Dr. Jonah handed him a crowbar. Lathan had forgotten about the man until that moment. He braced it under the edge, leaned his entire body weight on it, and rocked it, but the fucking door didn’t budge.
Lathan grabbed the ax and slammed it down on the metal door with all the force he possessed. The impact reverberated through his hand, up his arm, rattling his bones all the way to his chest. Fucking metal door wouldn’t move. He smelled her. She was in there, mere feet away. The Strategist was with her. Every moment Lathan spent trying to get to her was another moment of torment she had to endure.
What was the Strategist doing to her right that moment? Carving out her insides, like he’d done the man in Indiana? Amputating her extremities one by one to see how long she could live? Slicing through her tendons just to immobilize her?
Stop. Lathan pounded his fists against his temples.
The drilling in his chest began again. Something was wrong.
Chapter 20
On the monitor, James watched the two men beat at the door with crowbars. They could beat for twenty years, and the door would not give. Explosives were the only way to get inside. The image was too distorted and grainy to tell exactly who was out there. He suspected Gill Garrison and Lathaniel Montgomery.
How did they find the bunker? No one knew about it. No one. And the entrance was perfectly concealed. He’d have to ponder those questions later. Right now, the priority was escape.

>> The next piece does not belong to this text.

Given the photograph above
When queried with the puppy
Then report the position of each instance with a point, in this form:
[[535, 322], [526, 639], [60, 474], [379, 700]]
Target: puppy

“I’ll tell them I kidnapped you. Made you take me here. Forced you to take care of me.” Evanee moved to stand beside him and watched the men beat at the grass. One rucked up huge handfuls, clawing and beating at the door.
He’d done a good job with her. She had no idea they were there for him, not her.
“They won’t believe you. I left today. Never called law enforcement. And came back here willingly. They’ll know that. Will know that I could’ve turned you in and didn’t. They’ll charge me with aiding and abetting. As an accessory.” He turned to her. “And you won’t get a fair shot with these guys. Look at them.”
Rage fueled the men’s movements. They weren’t simply doing their jobs; they were on a mission. A mission to capture him. But she didn’t know that.
“Do you trust me?” he asked, and waited for her to look at him.